Good diet supplies enough fiber


August 06, 1991|By Gabe Mirkin, M.D. | Gabe Mirkin, M.D.,United Feature Syndicate

Q: Will taking fiber pills lower my cholesterol and help me avoid a heart attack?

A: You don't need to take fiber supplements. You can get all the fiber you need from the foods you eat.

Fiber is a type of carbohydrate that your body cannot break down, so you can't absorb it.

There are two types of fiber: soluble and insoluble. Insoluble fiber is found in all fruits, vegetables, whole grain and beans. It adds bulk to stool and helps to prevent constipation.

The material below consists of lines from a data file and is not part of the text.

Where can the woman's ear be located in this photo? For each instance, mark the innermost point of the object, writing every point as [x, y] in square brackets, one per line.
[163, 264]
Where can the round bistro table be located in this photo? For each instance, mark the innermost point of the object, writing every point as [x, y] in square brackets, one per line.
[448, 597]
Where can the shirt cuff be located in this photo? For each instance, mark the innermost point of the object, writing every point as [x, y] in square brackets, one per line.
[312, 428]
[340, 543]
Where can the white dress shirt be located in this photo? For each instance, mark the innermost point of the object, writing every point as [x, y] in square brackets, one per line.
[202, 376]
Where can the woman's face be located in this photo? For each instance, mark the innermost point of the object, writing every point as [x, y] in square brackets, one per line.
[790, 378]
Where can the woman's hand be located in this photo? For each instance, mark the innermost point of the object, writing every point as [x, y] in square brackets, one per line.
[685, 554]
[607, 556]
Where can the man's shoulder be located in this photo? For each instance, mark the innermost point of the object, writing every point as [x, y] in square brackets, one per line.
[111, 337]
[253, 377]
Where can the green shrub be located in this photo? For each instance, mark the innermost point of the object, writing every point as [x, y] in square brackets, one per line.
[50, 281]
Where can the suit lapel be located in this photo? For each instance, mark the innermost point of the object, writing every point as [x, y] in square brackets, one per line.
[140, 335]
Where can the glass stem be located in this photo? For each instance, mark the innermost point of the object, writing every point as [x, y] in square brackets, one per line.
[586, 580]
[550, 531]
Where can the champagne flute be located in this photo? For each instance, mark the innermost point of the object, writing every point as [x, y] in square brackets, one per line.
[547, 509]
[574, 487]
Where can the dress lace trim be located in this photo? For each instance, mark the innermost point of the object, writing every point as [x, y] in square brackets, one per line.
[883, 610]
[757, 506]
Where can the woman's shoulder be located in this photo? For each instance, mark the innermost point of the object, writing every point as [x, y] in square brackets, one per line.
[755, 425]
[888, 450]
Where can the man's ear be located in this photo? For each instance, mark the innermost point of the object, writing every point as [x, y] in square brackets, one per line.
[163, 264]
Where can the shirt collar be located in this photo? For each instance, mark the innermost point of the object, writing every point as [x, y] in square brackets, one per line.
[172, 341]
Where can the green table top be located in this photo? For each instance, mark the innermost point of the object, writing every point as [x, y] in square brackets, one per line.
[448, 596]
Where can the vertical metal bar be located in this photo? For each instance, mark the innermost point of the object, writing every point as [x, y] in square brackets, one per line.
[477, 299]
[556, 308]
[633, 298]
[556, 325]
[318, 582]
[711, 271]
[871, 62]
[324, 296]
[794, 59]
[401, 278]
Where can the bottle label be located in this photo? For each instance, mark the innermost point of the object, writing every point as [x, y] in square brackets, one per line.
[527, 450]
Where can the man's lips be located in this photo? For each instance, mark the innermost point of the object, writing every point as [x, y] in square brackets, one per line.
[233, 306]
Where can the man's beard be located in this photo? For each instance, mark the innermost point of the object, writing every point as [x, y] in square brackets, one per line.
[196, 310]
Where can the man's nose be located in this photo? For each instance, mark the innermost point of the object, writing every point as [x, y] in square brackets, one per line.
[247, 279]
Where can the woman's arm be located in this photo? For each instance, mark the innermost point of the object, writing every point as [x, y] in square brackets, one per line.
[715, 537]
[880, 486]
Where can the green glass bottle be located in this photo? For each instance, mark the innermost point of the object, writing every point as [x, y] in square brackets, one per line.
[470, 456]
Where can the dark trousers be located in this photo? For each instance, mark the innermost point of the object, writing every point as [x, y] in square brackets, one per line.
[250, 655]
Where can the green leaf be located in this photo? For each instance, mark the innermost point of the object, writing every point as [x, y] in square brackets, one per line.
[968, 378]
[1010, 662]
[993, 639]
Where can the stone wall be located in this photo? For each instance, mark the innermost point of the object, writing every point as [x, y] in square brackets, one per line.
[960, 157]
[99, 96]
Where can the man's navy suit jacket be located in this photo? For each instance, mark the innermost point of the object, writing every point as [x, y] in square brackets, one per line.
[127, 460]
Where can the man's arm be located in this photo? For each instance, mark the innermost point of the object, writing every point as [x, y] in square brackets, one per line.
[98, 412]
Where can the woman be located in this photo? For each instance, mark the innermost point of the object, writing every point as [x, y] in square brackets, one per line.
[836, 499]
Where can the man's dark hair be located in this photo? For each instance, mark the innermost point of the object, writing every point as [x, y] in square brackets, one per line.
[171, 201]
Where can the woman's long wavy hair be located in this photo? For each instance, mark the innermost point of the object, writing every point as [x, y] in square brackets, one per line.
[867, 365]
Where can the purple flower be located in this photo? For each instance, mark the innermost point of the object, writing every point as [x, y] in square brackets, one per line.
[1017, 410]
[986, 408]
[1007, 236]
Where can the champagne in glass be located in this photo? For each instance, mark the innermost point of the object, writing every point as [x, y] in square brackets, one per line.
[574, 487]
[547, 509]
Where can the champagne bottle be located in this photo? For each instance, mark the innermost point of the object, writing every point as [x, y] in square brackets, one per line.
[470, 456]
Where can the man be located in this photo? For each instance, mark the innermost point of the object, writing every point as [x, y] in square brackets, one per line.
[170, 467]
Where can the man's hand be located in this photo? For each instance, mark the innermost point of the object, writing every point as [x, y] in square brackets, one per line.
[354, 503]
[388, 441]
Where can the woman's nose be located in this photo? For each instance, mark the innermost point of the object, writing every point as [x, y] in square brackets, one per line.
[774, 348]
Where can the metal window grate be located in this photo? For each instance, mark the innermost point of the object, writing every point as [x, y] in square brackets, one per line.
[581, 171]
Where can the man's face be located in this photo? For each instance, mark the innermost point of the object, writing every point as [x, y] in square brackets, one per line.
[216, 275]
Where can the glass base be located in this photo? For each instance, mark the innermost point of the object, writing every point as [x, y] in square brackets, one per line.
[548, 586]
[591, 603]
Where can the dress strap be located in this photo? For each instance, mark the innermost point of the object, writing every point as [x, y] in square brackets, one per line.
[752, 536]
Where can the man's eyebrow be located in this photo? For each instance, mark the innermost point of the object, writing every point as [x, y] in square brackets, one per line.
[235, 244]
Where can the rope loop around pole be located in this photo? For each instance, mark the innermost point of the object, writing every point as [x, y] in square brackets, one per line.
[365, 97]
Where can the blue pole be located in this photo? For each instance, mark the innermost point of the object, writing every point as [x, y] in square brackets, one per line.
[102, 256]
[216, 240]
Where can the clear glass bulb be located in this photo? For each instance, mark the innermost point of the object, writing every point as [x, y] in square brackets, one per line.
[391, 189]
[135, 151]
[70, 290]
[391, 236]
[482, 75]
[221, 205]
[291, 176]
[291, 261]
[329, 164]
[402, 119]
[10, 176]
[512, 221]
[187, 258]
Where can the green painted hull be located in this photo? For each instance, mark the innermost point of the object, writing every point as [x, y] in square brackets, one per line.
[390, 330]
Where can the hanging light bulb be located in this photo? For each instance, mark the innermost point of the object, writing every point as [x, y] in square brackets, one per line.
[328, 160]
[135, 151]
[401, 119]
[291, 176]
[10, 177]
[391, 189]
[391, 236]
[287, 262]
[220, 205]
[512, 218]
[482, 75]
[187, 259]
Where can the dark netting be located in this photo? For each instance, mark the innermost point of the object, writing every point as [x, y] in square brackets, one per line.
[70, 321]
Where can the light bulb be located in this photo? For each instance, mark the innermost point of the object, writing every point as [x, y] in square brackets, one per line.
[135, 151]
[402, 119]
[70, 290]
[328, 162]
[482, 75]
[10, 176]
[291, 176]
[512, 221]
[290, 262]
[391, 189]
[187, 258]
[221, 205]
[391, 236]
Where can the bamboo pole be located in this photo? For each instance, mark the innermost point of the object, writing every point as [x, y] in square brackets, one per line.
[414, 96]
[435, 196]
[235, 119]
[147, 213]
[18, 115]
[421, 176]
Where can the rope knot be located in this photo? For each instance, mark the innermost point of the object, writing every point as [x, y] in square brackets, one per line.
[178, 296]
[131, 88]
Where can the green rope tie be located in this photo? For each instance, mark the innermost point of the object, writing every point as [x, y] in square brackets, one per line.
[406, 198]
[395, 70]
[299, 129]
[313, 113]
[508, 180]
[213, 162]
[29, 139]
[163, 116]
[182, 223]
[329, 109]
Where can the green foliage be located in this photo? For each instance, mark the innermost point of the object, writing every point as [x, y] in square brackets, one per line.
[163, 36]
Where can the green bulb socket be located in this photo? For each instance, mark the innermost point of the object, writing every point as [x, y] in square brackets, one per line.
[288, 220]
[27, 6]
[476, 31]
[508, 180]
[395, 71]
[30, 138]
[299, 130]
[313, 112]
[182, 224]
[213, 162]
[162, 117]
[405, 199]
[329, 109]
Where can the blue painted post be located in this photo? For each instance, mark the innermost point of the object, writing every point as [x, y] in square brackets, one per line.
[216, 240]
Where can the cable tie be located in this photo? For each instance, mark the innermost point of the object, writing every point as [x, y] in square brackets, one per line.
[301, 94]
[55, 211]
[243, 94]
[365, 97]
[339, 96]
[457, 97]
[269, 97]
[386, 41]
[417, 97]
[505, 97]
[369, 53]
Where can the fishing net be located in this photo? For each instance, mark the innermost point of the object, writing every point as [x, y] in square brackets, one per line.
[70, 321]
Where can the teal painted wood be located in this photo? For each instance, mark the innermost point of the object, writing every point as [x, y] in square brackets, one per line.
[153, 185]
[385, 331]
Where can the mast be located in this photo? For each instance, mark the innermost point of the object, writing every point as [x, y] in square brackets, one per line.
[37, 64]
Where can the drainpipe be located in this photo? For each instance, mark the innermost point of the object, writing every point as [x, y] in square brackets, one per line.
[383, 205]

Soluble fiber binds to fat in your intestines and keeps some of the fat from being absorbed. Soluble fiber is found in all citrus fruits, rice, barley, oats, beans and peas.

Soluble fiber has another benefit. When it is added to the diet, it lowers blood levels of the "bad" LDL cholesterol that can cause fatty plaques to build up in your bloodstream and block an artery, which in turn can cause a heart attack.

Soluble fiber is degraded by bacteria in the colon to form types of fatty acids that are absorbed into the bloodstream to help block the synthesis of cholesterol by the liver.

However, if your cholesterol is high, you need more than extra soluble fiber in your diet. You should not smoke. Lose weight if you are overweight. Eat less food -- especially less fat, less saturated fat and less cholesterol. And you should get into a supervised program of regular exercise.

Dr. Mirkin is a practicing physician in Silver Spring specializing in sports medicine and nutrition.